La industria, por su parte, es el sector más dinámico. En la Argentina explica dos terceras partes de la inversión privada en I+D (en primer lugar, la industria farmacéutica y en segundo término la industria ligada al sector agropecuario), mientras que los sectores primarios apenas explican el 6%. Estos guarismos son aún más altos a nivel mundial, donde la industria explica cerca del 80% de la inversión privada en I+D. Además, genera derrames tecnológicos hacia otras áreas de la economía, crea empleo de calidad relativamente alta, y tiene un peso importante en ciertas provincias contribuyendo al equilibrio regional. Por eso, si bien la industria ha perdido peso en el PBI mundial y ha expulsado empleo, sigue siendo el sector más dinámico y tiene un rol estratégico en el desarrollo económico.
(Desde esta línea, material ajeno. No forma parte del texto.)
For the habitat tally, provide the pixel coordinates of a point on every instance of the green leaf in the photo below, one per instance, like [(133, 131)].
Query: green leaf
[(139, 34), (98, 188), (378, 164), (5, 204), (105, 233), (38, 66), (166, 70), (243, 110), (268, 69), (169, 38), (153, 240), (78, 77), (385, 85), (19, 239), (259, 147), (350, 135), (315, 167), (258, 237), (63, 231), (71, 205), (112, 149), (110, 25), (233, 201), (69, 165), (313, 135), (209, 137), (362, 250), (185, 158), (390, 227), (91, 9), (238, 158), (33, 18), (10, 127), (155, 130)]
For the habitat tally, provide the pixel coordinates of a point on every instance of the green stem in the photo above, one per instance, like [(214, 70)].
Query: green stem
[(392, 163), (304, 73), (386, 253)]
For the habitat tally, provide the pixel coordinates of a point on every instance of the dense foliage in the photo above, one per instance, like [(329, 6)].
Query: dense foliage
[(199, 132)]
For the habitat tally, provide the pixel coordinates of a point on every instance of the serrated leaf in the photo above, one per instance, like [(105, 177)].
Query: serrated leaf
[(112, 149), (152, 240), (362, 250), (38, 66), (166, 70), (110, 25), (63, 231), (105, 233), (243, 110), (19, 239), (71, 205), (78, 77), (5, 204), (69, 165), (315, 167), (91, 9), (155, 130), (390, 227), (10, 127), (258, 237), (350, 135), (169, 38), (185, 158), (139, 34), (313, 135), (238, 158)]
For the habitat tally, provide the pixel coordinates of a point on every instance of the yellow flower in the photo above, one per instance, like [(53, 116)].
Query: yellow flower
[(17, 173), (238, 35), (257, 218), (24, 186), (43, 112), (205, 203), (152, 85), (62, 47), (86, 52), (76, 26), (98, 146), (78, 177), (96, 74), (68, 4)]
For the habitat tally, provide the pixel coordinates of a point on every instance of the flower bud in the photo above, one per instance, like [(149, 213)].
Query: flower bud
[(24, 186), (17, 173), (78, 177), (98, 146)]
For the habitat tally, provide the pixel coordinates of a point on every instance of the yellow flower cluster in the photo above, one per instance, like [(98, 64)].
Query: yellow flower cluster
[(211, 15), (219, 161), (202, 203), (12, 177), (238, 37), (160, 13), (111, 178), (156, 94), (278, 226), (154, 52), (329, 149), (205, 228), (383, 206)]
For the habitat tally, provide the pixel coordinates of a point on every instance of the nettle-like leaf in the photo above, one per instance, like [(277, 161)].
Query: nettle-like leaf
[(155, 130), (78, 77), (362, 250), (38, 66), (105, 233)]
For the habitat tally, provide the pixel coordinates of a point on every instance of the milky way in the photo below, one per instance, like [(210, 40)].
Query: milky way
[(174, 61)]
Los servicios, finalmente, son muy heterogéneos. Algunos tienen una importancia territorial y en términos de generación de divisas (turismo, intensivos en conocimiento) y otros contribuyen a reducir la brecha de genero (salud y educación). Es importante marcar que aquellos países en los que los servicios ganaron peso dentro de la estructura productiva y aumentaron su productividad lo hicieron sobre la base de un sector de servicios proveedor de la industria local. Si la estrategia de desarrollo apunta a ampliar la participación de los servicios (y en particular los basados en conocimiento) dentro de la estructura productiva, hay que promover una estrecha articulación con otros sectores de la economía (básicamente el industrial) que permitan generar procesos de aprendizaje a partir de la relación proveedor-cliente. 

...el país tiene capacidades acumuladas en diversos sectores que deben ser potenciadas para pegar el salto al desarrollo.

Pese a las numerosas crisis que sufrió la Argentina, el país tiene capacidades acumuladas en diversos sectores que deben ser potenciadas para pegar el salto al desarrollo.  El mundo post pandemia se vislumbra más proteccionista y al mismo tiempo se ha revalorizado el rol del Estado y la importancia de la política industrial. Esto puede dar un mayor margen de maniobra para llevar adelante las políticas públicas necesarias para impulsar el cambio estructural en los países periféricos. Más allá de que los organismos multilaterales (FMI, Banco Mundial, OMC), el momento del ciclo económico y/o cuestiones geopolíticas pueden limitar el margen de acción de la Argentina, el país es artífice de su propio destino. Aldo Ferrer decía que cada país tiene la “globalización que se merece en virtud de las respuestas que da a los desafíos y oportunidades de la globalización”. De lo que se trata, entonces, es de poner al país real a la altura del país potencial.